Just culture. HROs have embraced a just set of values and characteristics that support the reporting and investigation of hazards and errors. The culture does not advocate a "name, blame, shame, and train" philosophy, or deny that errors occur except to "bad apples;" rather, the leaders and workforce support a fierce intolerance for intentional risk-taking, and fair treatment of individuals who make errors, regardless of the outcome or frequency. Thus, the workforce trusts each other and their leaders, and reports hazards and errors without fear of retribution or embarrassment. When discussing errors, the language is positive; near misses are great catches, errors are opportunities to learn. Leaders sincerely demonstrate that all reports, contributions, and concerns about safety are valued, respected, appreciated, and rewarded.

Feedback loops. HROs have established cross-departmental, meaningful feedback systems that keep the workforce informed about safety, errors, and causal trends-not just in sophisticated charts and graphs, but also in rich stories about safety that can be recalled as a constant reminder and sound rationale to keep safety a priority. Likewise, leaders are visible in work areas to hold discussions with the workforce to learn firsthand about the barriers to safe work, and also to share strategic goals, build trust, and demonstrate safety priorities.

Learning organization. HROs have a strong desire to learn in a way that generates relevant knowledge. Learning is not the same as training. Training is typically episodic and passive with little or no link to the desired results. Learning is different; it means to enhance capacity through real-life experiences gained over time. Thus, HROs see learning as inseparable from everyday work and a necessary precursor to change. From the perspective of the workforce, it's the difference between training for operational skills and learning reflection and inquiry skills that allow them to talk about tough issues without defensiveness. From the perspective of leaders, it's the difference between trying to make the workforce perform flawlessly (training) and understanding the constraints that are keeping them from flawless work (learning).(4)

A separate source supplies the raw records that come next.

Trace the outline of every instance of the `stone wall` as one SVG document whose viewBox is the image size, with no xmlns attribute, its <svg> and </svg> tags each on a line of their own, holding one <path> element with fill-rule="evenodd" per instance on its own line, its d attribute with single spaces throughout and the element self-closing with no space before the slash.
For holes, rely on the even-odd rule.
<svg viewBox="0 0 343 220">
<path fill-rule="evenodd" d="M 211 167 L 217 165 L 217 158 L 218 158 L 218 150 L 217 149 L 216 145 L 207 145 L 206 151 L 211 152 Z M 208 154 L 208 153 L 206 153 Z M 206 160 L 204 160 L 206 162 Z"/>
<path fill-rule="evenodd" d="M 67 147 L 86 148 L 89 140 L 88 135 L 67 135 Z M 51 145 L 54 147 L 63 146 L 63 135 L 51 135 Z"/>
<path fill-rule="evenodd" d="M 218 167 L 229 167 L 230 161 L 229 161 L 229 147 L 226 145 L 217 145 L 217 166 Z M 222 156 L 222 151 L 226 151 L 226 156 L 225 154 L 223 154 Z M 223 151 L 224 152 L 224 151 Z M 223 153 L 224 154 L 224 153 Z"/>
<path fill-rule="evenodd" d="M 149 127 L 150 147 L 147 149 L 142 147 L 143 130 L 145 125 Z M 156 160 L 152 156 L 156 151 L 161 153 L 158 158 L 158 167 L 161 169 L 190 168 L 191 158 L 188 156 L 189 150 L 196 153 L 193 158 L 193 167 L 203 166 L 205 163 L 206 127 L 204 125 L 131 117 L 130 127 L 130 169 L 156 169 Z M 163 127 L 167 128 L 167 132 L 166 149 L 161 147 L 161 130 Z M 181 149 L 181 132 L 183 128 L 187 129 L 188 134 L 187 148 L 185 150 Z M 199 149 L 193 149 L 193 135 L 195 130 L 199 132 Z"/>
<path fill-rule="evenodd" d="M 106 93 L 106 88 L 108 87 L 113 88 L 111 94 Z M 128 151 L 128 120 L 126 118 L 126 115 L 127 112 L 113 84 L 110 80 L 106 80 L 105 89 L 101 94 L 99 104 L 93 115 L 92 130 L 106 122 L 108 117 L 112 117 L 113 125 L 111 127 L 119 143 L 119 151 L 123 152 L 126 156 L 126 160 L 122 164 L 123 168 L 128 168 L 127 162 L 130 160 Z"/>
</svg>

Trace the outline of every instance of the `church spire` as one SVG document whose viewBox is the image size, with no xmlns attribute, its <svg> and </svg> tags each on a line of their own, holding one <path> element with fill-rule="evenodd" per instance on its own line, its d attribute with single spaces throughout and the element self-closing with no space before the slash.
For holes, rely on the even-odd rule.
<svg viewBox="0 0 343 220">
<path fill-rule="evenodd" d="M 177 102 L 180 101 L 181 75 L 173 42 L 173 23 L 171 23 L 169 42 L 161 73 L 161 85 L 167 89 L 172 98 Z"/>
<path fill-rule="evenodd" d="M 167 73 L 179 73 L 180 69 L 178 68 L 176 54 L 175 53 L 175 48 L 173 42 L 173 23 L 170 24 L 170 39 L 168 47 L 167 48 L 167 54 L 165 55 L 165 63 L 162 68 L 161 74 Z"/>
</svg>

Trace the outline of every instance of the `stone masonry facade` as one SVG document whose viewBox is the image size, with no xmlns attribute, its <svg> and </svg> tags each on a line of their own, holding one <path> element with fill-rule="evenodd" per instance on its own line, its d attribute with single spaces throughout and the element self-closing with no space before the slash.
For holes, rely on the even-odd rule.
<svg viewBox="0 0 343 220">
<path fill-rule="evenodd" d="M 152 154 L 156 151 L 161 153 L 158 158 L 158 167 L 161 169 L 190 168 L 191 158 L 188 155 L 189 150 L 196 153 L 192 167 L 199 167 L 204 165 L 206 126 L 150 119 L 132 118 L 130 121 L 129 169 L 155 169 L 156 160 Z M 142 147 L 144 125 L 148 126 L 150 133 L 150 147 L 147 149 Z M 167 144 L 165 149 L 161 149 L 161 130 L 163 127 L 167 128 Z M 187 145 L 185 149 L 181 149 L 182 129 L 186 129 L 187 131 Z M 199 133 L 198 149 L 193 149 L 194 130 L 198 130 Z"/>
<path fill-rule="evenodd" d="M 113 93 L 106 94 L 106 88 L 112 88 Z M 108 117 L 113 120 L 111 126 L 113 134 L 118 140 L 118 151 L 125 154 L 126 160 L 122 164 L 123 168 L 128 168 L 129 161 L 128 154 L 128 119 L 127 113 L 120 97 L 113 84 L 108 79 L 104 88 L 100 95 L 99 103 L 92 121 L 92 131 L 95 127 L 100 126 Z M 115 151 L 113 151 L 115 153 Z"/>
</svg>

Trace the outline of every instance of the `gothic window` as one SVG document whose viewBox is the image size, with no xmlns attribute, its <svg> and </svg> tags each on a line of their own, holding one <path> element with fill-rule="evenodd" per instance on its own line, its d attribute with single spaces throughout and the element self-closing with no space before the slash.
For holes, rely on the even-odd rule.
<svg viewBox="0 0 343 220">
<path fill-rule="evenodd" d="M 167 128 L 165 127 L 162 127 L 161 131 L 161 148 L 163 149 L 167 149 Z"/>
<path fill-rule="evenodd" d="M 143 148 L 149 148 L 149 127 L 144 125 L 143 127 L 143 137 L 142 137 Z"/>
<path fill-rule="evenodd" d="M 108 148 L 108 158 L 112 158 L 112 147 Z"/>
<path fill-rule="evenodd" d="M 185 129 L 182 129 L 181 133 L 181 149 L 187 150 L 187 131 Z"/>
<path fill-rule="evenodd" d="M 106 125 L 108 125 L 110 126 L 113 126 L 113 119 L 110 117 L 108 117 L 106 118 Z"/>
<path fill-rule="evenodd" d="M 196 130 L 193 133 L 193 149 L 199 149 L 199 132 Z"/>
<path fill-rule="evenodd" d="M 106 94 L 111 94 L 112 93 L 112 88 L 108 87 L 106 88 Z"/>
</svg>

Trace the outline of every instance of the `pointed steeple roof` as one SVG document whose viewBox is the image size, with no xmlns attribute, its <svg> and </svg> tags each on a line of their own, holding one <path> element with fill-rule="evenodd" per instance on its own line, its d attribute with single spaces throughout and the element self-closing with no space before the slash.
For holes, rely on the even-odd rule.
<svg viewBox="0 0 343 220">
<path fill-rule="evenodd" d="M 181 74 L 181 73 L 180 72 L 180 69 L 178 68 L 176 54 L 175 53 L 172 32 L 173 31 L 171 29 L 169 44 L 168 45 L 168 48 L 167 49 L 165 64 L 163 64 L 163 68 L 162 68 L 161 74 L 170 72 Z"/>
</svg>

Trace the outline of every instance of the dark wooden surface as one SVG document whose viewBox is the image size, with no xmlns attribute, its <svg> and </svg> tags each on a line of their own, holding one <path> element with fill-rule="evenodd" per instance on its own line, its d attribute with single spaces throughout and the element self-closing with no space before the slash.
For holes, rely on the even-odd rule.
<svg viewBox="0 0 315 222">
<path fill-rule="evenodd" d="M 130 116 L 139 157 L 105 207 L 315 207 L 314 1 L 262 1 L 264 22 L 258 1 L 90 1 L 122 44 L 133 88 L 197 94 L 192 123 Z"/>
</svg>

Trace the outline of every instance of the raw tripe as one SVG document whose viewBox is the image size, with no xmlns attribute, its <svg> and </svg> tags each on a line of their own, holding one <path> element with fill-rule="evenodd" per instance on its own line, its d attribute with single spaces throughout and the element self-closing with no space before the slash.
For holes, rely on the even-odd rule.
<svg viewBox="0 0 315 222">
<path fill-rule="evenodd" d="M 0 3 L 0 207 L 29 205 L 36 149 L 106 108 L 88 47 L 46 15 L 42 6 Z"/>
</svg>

Desire to change. HROs embrace change that comes from meaningful learning. However, the leaders know that little significant change is driven from the top alone. They do not buy into the myth that leaders are the few special people blessed with the ability to command, influence, and bring about change. Leaders in HROs know that profound change comes from commitment, not management-driven compliance that directs the workforce to "just do it" or be at odds with the boss. They know the workforce is skeptical about the "flavor of the month" strategies, and that people cling to old habits without a commitment to change. In fact, they clearly recognize that the workforce carries a great deal of power when it comes to either maintaining the status quo or changing. Thus, HROs typically employ leadership communities comprising local line leaders, internal networkers, and managing leaders to drive change.(4)

The local line leaders (frontline workers and managers) are the only ones who can undertake a test of change, evaluate its practicality, see how it fits into the workflow, and ultimately change the way that service is delivered. Internal networkers (staff such as physicians who are not limited to a specific department or unit) are used as a natural seed carrier of new ideas to generate a sense of urgency to spread the change. Managing leaders support, guide, and fund the changes, as well as help create an urgency to change.